As part of an overall cost-optimization project, Illumina began to run Sequence Hub using Amazon EC2 Spot Instances, which are unused Amazon EC2 instances available at a significant discount over on-demand prices.

“Amazon EC2 Spot Instances proved to be robust and reliable for us, and we were excited about the savings opportunity,” Nelson says. By using Amazon EC2 Spot Instances, Illumina reduced its monthly compute costs from more than $400,000 to just over $100,000, while gaining more compute power. “This really helps our bottom line, especially as we’re the second-biggest customer of BaseSpace Sequence Hub,” says Nelson. Illumina saved another $90,000 in monthly storage costs by tiering some of its data into Amazon S3 Standard-Infrequent Access (S3 Standard-IA).

Illumina is also able to pass its cost savings onto its customers. “Using Amazon EC2 Spot Instances, we can drive the cost of compute down for our largest customers to around $2.50 per sample, which is a huge savings for them. By dramatically dropping the prices we charge, we will also further increase usage of BaseSpace Sequence Hub,” says Nelson. “We offer a free 30-day trial for BaseSpace Sequence Hub, and we can now reduce the costs we incur for providing that service.”

By running BaseSpace Sequence Hub on AWS, Illumina has the agility to meet its customers’ need for on-demand research. “Using AWS, we can spin up 2,000 instances for just a few hours if we need to, without having to fill a data center with hardware,” Nelson remarks. “We can also run more workloads in parallel, faster than we could in an on-premises environment, without a massive upfront cost.” As a result, Illumina can speed business growth. “We can move faster, so we can expand to more customers in additional countries,” says Nelson. “For instance, creating a Sequence Hub instance in Australia takes much less time than if we had to build a data center there.”

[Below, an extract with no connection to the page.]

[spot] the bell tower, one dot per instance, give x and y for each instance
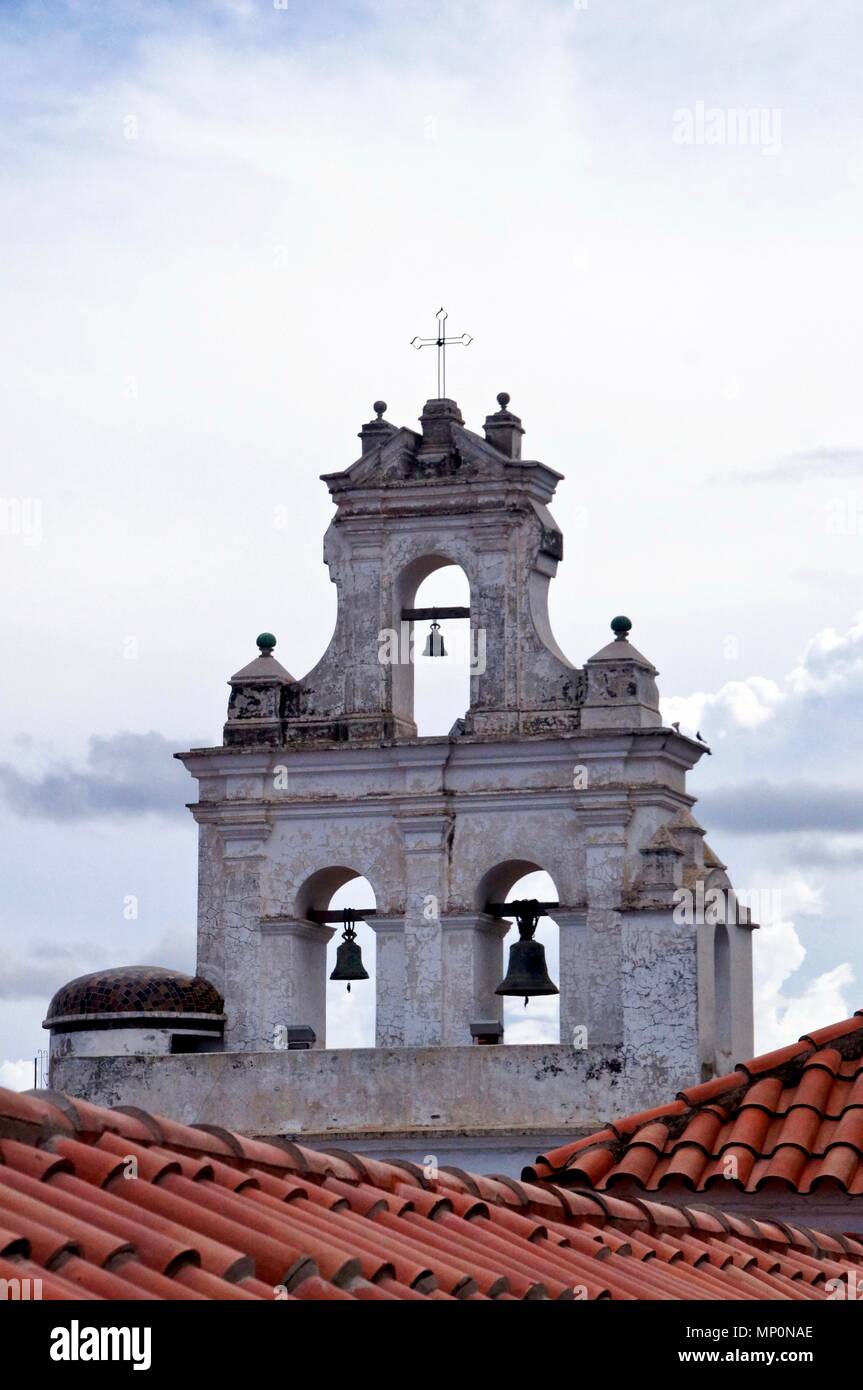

By giving its customers faster and cheaper genomic analysis, Illumina is helping accelerate its customers’ research efforts. “Using AWS, we are able to offer our customers a lower cost, high-performance genomic analysis platform, which can help them speed their time to answers,” says Nelson. “This will become especially important for our customers in clinical markets. For example, in a children’s hospital, getting a diagnosis as quickly as possible for a child with a disease is key to a successful outcome. Getting answers quickly is very important, and we can enable that by running our platform on AWS.”